Five sections of the Via de la Plata, the Camino
Getting there: a flight to Madrid and from the airport ( Madrid Barajas) by regular bus to Salamanca, where we started our walk. About 1 hour and 15 minutes by bus.
Accommodation: We made use of the services of Pelgrimroutes.nl: regional hotels in the stage cities along the trail. And luggage transfers. Also the transfer back to Salamanca.
Indication of height: slight differences in height.
Maps: the trail is perfectly signposted. Yellow arrows, granit blocks with informations, local creations.....
Or you buy a guidebook, such as: walking guide to the Via de la Plata and the camino Sanabres: from Seville to Santiago and Astorga, Mr.G.Kelly.
The Via de la Plata - the Silvertrail, although the route has nothing to do with silver - is a more than 1000 km long pilgrimage route that starts in Seville and - where else - ends in Santiago de Compostela.The route largely runs along and over an originally Roman road from the south to the northwest of Spain.
If you walk all the way along the route, you will visit the following impressive old cities: Seville, Mérida, Trujillo, Salamanca, Zamora and finally Santiago de Compostela.
Salamanca, a student town, has a beautiful central square: the Plazo Mayor, the heart of the historic centre, with its baroque decorations on and around the sandstone constructions. It is an arcaded Baroque square that is generally considered to be the most beautiful in Spain. Until far into the 19th century, the square was used as an arena.
We were there in the Holy Week,the week before Easter.

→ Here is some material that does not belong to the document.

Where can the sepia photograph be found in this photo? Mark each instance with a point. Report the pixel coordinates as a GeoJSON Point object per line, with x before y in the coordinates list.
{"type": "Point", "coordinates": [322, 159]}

Semana Santa. In which there are processions in almost all of Spain. Among others in Salamanca. With lots of incense, music, drums, bells, passion scenes, image groups, full of emotions .......... a real spectacle that you must have seen once.
The contrast with the atmosphere of the first days of walking can hardly be greater.Unless the endless plateau, the Meseta, with an altitude of 800 - 1000 m., awakens all kinds of things to you.

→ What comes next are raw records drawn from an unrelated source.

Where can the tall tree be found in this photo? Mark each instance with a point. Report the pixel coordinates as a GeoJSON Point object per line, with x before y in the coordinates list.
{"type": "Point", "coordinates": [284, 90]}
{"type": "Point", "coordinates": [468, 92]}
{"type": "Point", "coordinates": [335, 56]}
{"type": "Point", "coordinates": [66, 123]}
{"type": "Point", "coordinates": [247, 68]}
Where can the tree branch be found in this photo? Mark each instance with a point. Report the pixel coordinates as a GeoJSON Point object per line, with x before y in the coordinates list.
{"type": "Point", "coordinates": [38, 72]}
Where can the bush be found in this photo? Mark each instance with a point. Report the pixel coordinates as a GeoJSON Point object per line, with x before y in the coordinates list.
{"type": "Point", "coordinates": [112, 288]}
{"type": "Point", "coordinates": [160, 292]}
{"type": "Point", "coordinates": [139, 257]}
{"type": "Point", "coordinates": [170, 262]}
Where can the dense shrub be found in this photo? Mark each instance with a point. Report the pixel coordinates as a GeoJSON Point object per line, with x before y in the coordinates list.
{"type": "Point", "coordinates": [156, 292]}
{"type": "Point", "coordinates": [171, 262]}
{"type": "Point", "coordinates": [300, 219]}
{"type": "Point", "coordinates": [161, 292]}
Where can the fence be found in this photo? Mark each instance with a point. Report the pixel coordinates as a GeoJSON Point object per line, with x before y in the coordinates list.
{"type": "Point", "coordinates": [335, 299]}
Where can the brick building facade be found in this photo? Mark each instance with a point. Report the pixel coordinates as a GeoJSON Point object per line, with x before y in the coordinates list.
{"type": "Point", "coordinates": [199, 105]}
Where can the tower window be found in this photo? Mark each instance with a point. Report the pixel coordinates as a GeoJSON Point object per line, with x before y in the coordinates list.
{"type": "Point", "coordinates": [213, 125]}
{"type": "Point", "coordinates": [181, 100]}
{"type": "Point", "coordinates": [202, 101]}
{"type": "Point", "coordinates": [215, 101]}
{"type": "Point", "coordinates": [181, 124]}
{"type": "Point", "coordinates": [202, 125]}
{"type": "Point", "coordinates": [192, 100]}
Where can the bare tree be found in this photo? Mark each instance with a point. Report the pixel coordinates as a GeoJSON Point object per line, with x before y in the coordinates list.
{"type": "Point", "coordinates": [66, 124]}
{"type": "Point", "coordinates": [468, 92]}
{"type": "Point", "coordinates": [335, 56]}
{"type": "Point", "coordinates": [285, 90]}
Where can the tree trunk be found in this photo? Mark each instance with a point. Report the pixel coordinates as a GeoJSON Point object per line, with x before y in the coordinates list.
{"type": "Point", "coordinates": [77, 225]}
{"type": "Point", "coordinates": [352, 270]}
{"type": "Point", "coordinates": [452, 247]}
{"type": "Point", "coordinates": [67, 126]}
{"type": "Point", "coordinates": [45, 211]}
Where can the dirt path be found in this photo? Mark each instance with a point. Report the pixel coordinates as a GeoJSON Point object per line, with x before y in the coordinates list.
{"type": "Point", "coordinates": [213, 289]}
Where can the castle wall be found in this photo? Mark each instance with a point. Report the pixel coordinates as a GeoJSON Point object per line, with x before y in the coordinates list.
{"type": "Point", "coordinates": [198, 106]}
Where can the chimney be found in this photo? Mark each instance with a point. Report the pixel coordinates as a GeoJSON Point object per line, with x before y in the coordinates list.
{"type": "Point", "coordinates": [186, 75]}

Because that's where this route mainly goes: farmlands, bare plains, fields and (grain) fields with - sometimes muddy - wide red paths, red earth, tractor tracks, along the "necessary" asphalt, vastness, endless horizons and drought..............Summer can be very hot here! Spring and autumn are considered the best times to walk because the weather is usually not too hot, or too cold.

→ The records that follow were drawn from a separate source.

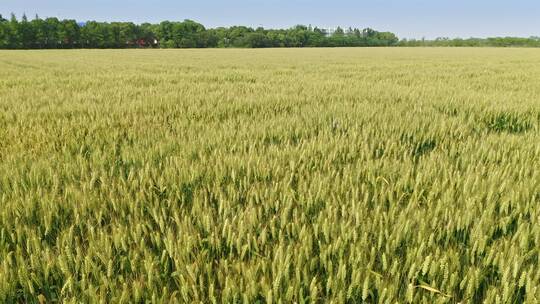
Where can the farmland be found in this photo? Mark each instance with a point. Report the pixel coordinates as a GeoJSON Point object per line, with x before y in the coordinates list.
{"type": "Point", "coordinates": [270, 176]}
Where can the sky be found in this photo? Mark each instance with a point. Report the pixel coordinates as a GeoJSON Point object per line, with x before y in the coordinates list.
{"type": "Point", "coordinates": [406, 18]}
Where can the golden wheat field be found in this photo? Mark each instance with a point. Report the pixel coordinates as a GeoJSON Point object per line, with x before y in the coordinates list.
{"type": "Point", "coordinates": [378, 175]}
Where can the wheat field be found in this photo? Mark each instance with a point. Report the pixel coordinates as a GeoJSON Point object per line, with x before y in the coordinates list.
{"type": "Point", "coordinates": [367, 175]}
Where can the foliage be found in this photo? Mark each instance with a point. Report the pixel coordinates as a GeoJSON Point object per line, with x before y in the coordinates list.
{"type": "Point", "coordinates": [53, 33]}
{"type": "Point", "coordinates": [475, 42]}
{"type": "Point", "coordinates": [270, 176]}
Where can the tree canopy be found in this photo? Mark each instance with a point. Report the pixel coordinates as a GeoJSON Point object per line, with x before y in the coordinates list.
{"type": "Point", "coordinates": [54, 33]}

The Meseta is often kept alive by irrigation machines.
Close to Cubo del Vino, the first vineyards come into view. This region south of the Rio Douro is known for its excellent wines.
The further north you go, the greener the surroundings and the more likely you are to get some shade.
On the way: pilgrims used to walk, say in the Middle Ages, not for fun. Reasons for a pilgrimage were rather devotion, forgiveness of sins, obtaining indulgences, keeping a promise, penance, pure inspiration, wanting to visit a sanctuary, out of thanksgiving, deepening, contemplation and reflection.....................and then the route to be walked was mainly determined by "the shortest way". Rather than by beautiful nature, impressive views, special rock formations or special vegetation. The latter is important when making our choice for a route to walk. And then you walk this route through the endless plains, the distant horizons and the "monotony" of the landscape with with ever more question marks. But that's the beginning of a reflection....
If you have the time to do so, check out the beautiful old town of Zamora, Castile Leon and its surroundings.
Day 2 or 3. Once with the status of a kingdom. And also centuries of battleground between Christians and Turks (8th - 11th centuries). It can be reached via an old arched bridge with 16 beautiful arches....
Day 4: the ruins of the imposing castle of the Knights of the Order of Santiago who guarded the transition from the Rio Elsa in ancient times.